En avril 2017, il a de nouveau été arrêté en lien avec une agression sexuelle qui aurait été commise sur une jeune femme dans le cadre d’une relation amoureuse. Cette fois-ci, la présumée victime n’avait cependant pas été infectée. Des accusations d’agression sexuelle, de voies de fait armées, de voies de fait simples, de trafic de cocaïne et de méfait ont néanmoins été portées contre lui. En mai 2017, il avait été remis en liberté mais avec la condition de suivre une thérapie dans un centre de désintoxication, ce qu’il a complétée avec succès après six mois.

Or, en novembre 2018, il aurait enfreint des conditions dont celles de ne pas consommer d’alcool et d’aviser la cour de tout changement d’adresse. Le Tribunal avait par la suite refusé de le libérer pour la durée des procédures judiciaires en invoquant le risque de récidive. Son procès avait été fixé au 8 avril dernier mais avait dû être reporté au 10 juin en raison de l’absence d’un juge pour maladie.

Le 28 mars dernier, dans une décision unanime de neuf juges, la Cour suprême a cependant statué que les personnes accusées de crimes avaient automatiquement droit à un contrôle périodique de leur détention avant procès, en vertu des dispositions du Code criminel, et ce, afin de déterminer si leur maintien en prison était justifié. Cela signifie que l’établissement carcéral ou la poursuite doit demander à un juge de tenir une audience à l’expiration d’un délai de 30 jours de détention pour des infractions mineures, et de 90 jours pour des actes criminels.

Cette décision s’inscrit dans la foulée du fameux arrêt Jordan qui porte sur les délais déraisonnables. Elle vise en effet à assurer un processus judiciaire rapide, le tout en se basant sur le principe fondamental qui veut qu’un accusé soit présumé innocent jusqu’à ce que sa culpabilité soit établie. Sa détention constitue l’exception et non la règle. C’est pourquoi il doit normalement être libéré dans l’attente de son procès. Et lorsqu’une personne demeure détenue avant son procès, une révision périodique devra donc avoir lieu après 30 ou 90 jours.

C’est donc dans ce contexte que Michel-Ange Lavoie, accusé d’actes criminels et détenu depuis plus de 90 jours, s’est retrouvé devant le juge Carl Thibault de la Cour supérieure mardi matin, en présence de ses avocats Me Pierre Spain, et Me Mélanie Bédard. Une ordonnance de non-publication nous empêche cependant de dévoiler le contenu de la preuve présentée par la procureure de la Couronne, Me Martine Tessier. Même chose en ce qui concerne la preuve de la défense. Ces derniers ont notamment fait témoigner leur client et des proches de ce dernier.

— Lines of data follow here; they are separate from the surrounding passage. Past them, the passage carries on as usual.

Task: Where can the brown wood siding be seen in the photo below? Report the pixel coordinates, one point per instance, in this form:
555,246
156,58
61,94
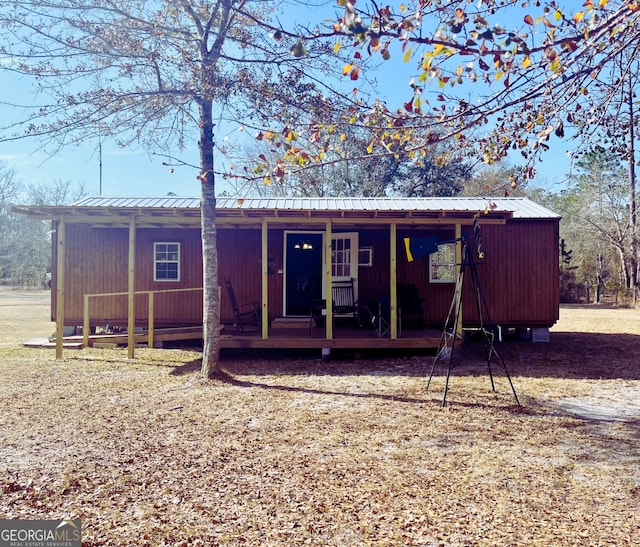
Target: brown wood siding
519,276
97,263
239,252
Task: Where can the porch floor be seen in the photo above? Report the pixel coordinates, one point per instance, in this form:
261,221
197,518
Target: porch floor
345,337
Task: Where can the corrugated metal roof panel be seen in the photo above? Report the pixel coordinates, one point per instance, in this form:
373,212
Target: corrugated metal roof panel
168,202
520,207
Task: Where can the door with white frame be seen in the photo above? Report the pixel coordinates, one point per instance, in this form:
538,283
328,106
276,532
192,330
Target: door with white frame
304,267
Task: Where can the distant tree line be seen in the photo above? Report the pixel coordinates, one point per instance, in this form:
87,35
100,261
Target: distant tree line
25,245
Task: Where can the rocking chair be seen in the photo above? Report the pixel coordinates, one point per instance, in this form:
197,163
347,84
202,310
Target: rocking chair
246,317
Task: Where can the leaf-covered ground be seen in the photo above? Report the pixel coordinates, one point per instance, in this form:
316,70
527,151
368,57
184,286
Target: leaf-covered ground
348,452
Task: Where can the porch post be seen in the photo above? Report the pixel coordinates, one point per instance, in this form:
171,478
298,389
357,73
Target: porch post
458,333
265,280
60,283
329,282
393,232
131,323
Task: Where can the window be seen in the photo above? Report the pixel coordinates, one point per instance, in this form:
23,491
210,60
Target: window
442,264
365,256
166,262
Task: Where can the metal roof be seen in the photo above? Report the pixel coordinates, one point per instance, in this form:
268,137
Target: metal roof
519,206
174,211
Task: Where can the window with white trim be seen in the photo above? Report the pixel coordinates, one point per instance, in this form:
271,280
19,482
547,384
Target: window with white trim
442,264
166,261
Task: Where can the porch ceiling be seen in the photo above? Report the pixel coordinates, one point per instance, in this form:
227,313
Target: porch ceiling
239,216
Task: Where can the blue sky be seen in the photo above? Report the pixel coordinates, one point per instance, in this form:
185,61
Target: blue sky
132,172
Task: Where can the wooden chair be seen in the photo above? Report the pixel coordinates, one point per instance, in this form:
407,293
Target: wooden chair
246,317
344,303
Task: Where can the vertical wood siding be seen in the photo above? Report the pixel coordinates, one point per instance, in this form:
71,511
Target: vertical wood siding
519,276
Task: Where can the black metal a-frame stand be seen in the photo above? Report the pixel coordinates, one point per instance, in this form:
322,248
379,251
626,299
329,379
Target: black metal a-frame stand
450,335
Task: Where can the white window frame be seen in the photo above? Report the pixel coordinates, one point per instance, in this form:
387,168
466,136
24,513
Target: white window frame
442,264
166,260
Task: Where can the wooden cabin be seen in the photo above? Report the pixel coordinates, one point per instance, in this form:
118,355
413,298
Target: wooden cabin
123,264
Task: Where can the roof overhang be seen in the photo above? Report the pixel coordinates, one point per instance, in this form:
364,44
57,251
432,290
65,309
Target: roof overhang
185,212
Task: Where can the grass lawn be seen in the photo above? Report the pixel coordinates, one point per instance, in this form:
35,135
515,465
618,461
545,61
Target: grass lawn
347,452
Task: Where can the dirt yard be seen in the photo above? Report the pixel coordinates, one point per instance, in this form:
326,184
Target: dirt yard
348,452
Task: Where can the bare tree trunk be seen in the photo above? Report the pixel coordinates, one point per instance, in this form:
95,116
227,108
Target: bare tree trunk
211,294
632,197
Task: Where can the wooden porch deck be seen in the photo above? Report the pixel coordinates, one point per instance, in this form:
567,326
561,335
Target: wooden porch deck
283,338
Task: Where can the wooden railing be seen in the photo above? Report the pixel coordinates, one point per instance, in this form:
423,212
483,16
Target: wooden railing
86,321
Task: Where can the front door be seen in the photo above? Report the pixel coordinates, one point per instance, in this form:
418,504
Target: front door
304,271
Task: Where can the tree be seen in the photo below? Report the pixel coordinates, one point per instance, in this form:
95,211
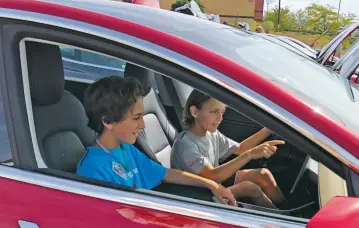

Le juge rendra sa décision jeudi matin à savoir s’il libère ou non Michel-Ange Lavoie pour le reste des procédures judiciaires.

La question qu’il aura à trancher est de savoir si le maintien du prévenu en prison est nécessaire pour qu’il se présente à son procès, pour assurer la sécurité du public et/ou protéger la confiance du public dans le système de justice. Le délai peut être un des éléments à examiner mais il n’a pas à être considéré comme « déraisonnable ». Le juge devra aussi tenir compte de l’effet qu’aura la détention sur la personne et se demander si la durée de la détention avant le procès serait supérieure à celle de la peine en cas de déclaration de culpabilité.